The financial loss from cybercrime in the U.S. was over $1.3 billion in 2016, according to the U.S. Federal Bureau of Investigation. As this number is only expected to rise in the upcoming years, the military, businesses and individuals are seeking new ways to guard their information.

Cyber Security

That is where physical unclonable function (PUF) devices hold promise. Random physical variations occur as this type of hardware is fabricated, which creates a unique structure impossible to copy or clone. But current PUFs are sensitive to harsh environments, making them a bad choice for military or outside use.

So Yang-Kyu Choi and fellow team members, Kyu-Man Hwang, Jun-Young Park, Hagyoul Bae, Seung-Wook Lee, Choong-Ki Kim, Myungsoo Seo, Hwon Im, Do-Hyun Kim, Seong-Yeon Kim, and Geon-Beom Lee, all from the School of Electrical Engineering, Korea Advanced Institute of Science and Technology (KAIST), wanted to make new PUF hardware that would overcome this challenge.

They were able to design a PUF based on nano-electro mechanical switches (NEMs), which see use in circuits and are known for their low power consumption.
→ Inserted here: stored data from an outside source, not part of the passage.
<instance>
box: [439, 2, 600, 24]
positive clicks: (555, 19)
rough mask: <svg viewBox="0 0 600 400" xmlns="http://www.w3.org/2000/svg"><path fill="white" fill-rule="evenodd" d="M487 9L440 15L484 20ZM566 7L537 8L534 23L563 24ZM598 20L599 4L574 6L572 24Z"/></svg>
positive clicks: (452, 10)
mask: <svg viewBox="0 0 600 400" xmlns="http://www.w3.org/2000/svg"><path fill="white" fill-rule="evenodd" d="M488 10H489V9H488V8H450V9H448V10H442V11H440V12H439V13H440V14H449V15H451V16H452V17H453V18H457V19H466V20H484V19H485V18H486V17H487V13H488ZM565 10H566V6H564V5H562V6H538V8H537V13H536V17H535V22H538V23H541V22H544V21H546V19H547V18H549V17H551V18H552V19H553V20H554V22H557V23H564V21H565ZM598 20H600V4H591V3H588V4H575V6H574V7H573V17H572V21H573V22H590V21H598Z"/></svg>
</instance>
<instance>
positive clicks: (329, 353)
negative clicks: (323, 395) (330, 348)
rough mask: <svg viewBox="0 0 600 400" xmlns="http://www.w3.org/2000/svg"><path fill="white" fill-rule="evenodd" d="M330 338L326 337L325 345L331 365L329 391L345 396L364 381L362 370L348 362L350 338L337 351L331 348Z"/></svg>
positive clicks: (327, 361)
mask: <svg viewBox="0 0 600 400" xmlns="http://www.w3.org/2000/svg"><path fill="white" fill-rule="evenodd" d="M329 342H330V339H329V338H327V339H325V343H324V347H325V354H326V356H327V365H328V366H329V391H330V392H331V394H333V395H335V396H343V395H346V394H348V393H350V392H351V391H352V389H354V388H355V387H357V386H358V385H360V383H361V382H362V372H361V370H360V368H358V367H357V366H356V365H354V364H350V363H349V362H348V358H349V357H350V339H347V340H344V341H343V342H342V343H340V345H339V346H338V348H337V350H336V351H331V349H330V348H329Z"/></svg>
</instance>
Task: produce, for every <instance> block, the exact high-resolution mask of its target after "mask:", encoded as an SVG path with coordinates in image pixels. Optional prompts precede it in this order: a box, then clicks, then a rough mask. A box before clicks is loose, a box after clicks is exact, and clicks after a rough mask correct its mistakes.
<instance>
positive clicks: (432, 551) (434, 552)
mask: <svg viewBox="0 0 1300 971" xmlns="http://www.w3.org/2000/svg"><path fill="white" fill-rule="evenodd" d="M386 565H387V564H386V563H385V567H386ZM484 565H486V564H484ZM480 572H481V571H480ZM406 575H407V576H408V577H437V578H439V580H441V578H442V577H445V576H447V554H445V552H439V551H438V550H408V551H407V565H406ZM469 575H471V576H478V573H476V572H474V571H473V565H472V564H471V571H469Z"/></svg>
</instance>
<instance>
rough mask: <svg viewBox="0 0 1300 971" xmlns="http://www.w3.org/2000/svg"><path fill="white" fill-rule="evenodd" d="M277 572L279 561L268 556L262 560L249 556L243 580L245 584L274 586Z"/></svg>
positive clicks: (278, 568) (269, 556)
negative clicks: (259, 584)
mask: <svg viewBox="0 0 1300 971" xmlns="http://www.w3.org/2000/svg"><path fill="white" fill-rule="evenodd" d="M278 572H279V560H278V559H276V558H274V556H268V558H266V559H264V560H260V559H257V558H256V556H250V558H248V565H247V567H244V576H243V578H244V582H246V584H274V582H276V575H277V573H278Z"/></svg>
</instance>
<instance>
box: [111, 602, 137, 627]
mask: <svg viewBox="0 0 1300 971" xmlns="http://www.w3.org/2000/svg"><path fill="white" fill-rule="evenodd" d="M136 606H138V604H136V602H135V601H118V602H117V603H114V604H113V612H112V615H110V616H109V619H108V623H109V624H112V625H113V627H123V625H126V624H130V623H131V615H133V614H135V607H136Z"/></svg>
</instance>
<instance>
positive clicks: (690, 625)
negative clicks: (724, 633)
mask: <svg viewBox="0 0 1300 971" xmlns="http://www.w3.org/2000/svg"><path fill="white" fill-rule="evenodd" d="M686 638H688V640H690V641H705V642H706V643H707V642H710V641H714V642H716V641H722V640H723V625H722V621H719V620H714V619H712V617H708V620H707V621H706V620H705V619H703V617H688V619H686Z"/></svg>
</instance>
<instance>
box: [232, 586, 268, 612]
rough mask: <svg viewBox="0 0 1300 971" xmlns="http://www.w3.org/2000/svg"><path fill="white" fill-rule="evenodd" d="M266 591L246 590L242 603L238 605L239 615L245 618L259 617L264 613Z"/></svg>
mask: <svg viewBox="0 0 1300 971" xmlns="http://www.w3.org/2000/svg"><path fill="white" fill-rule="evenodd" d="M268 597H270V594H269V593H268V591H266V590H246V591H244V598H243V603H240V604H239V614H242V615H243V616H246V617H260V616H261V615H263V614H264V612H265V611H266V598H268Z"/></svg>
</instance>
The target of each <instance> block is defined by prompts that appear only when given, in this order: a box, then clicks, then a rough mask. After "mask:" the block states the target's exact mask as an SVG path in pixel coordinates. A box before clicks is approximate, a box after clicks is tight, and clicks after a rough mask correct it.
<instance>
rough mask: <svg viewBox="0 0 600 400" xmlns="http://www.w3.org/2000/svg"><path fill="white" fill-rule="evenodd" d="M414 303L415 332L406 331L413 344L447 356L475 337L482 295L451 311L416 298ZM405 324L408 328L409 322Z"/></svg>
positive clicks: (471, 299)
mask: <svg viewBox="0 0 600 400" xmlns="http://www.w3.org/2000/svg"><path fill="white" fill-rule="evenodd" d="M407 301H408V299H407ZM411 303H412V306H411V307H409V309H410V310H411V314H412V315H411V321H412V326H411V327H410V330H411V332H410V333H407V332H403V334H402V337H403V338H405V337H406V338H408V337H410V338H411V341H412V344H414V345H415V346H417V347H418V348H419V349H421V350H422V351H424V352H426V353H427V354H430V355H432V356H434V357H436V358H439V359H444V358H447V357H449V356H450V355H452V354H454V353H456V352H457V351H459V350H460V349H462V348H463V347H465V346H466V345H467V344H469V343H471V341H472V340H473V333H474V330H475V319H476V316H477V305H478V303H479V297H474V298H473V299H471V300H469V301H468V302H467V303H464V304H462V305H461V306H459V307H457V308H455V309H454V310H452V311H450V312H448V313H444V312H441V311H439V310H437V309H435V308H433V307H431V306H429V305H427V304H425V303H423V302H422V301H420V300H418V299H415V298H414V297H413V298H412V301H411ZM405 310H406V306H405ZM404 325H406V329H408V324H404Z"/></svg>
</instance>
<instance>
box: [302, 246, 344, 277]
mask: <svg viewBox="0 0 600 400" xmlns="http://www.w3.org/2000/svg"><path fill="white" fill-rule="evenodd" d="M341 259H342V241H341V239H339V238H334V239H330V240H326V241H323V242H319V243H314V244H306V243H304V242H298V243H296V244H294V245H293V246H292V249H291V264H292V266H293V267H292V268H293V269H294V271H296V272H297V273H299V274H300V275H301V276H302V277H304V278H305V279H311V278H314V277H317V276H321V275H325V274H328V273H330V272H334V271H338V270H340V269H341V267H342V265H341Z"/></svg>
A nanowire in the contraption floats between two gates. As the liquid used in the fabrication process naturally evaporates, the wire bends and adheres to one of the gates. Depending on which gate the nanowire is touching, a 0 or a 1 is generated.

An array of several gates and nanowires can create an unpredictable, unique code. The NEM-PUF withstood exposure to high temperatures, microwaves and high-dose radiation. In the case of a data breach, it can self-destruct, providing an additional layer of security.